Before I did any more bonding, I took the opportunity to trim the canopy skirt for the canopy itself. To do this, you need to trim 7/8 above the joggle (point of canopy intersection). I marked a line all the way around the skirt. I found the best method to cut quickly is to use the pneumatic cutter for the first pass, followed by the dremel. When I cut the entire part at once, the cutters tend to walk or get bogged down. In fact, two passes turns out quicker and with straighter lines.

You can see the black line is where it will likely be completely cut. I decided to leave a little extra material here for the time being. It will keep the canopy more steady until I install all of the bulkheads, but more importantly, I’m not positive exactly how much I want to trim here.

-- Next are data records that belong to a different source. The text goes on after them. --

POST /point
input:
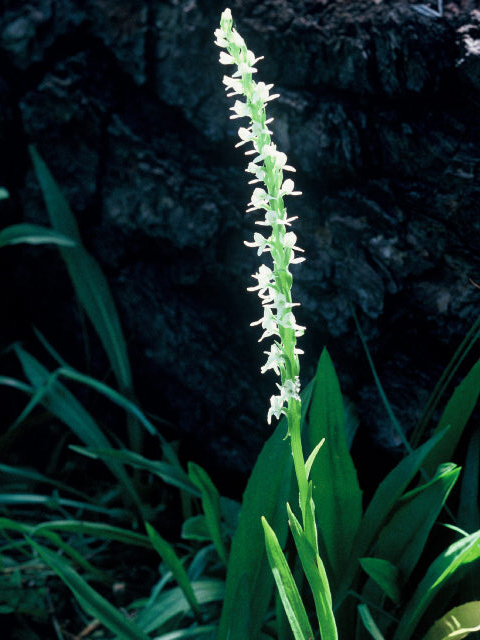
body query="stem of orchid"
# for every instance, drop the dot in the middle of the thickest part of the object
(293, 417)
(274, 286)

After this I set about bonding the center bulkhead. I had to reinstall the roll bar. The bulkhead is 1 & 1/4″ aft of the roll bar, and 1 & 3/8″ off the rails. To keep the spacing, much as I did on the fore and aft bulkheads, I used popsicle sticks. They are about 1/16″ thick, and if you tape them tightly together you can account for any warping or deviation. I measured my little popsicle stick spacers and they were dead on. Best part, they are completely reusable. No need to cut up wood for this specific occasion. They are also light, so they stay where you put them easily enough. Getting clamps to stay where you like them to on the roll bar can be a challenge unless you have a circular shaped piece. With the popsicle sticks, you don’t even need that much.

I initially tried to clamp the bulkhead in place and then adjust. This was taking too long, so I made two more popsicle stick spacers for the bottom clearance. This made it easy to insert the bulkhead, check fit, remove, sand and repeat until I had the bulkhead exactly how I wanted it.

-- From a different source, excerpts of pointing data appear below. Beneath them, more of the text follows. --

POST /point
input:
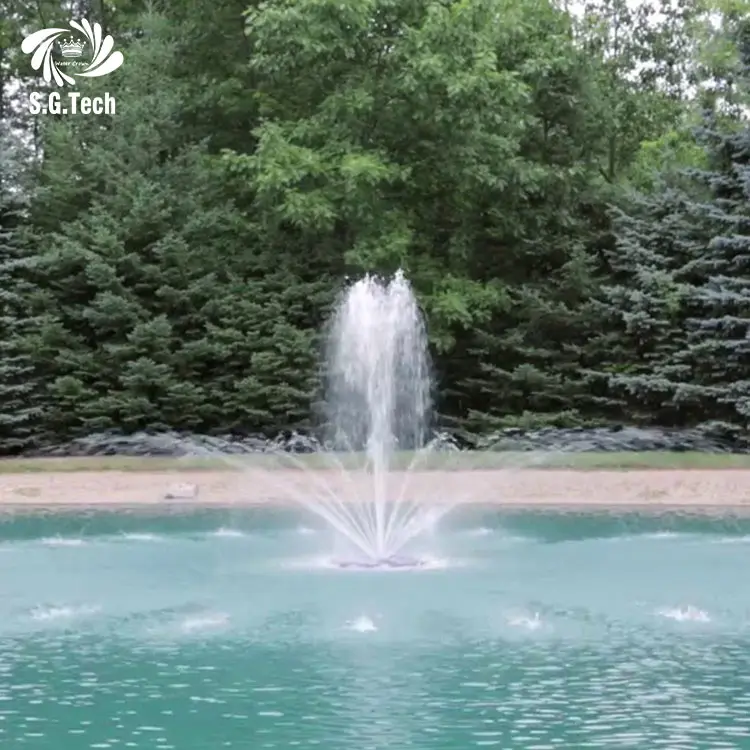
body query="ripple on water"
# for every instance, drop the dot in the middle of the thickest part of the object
(657, 681)
(53, 613)
(63, 541)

While the center bulkhead was curing, I pulled out the canopy. I didn’t do anything today, but I wanted to acquiant myself with the red cut line and the Show Planes instructions. Squire was pretty excited to see the canopy out of the box!

Before I left, I also set the top bulkhead in place.

Note that the top bulkhead doesn’t not abut the center bulkhead to form an intersection. You will need to create the intersection with flox / fiber.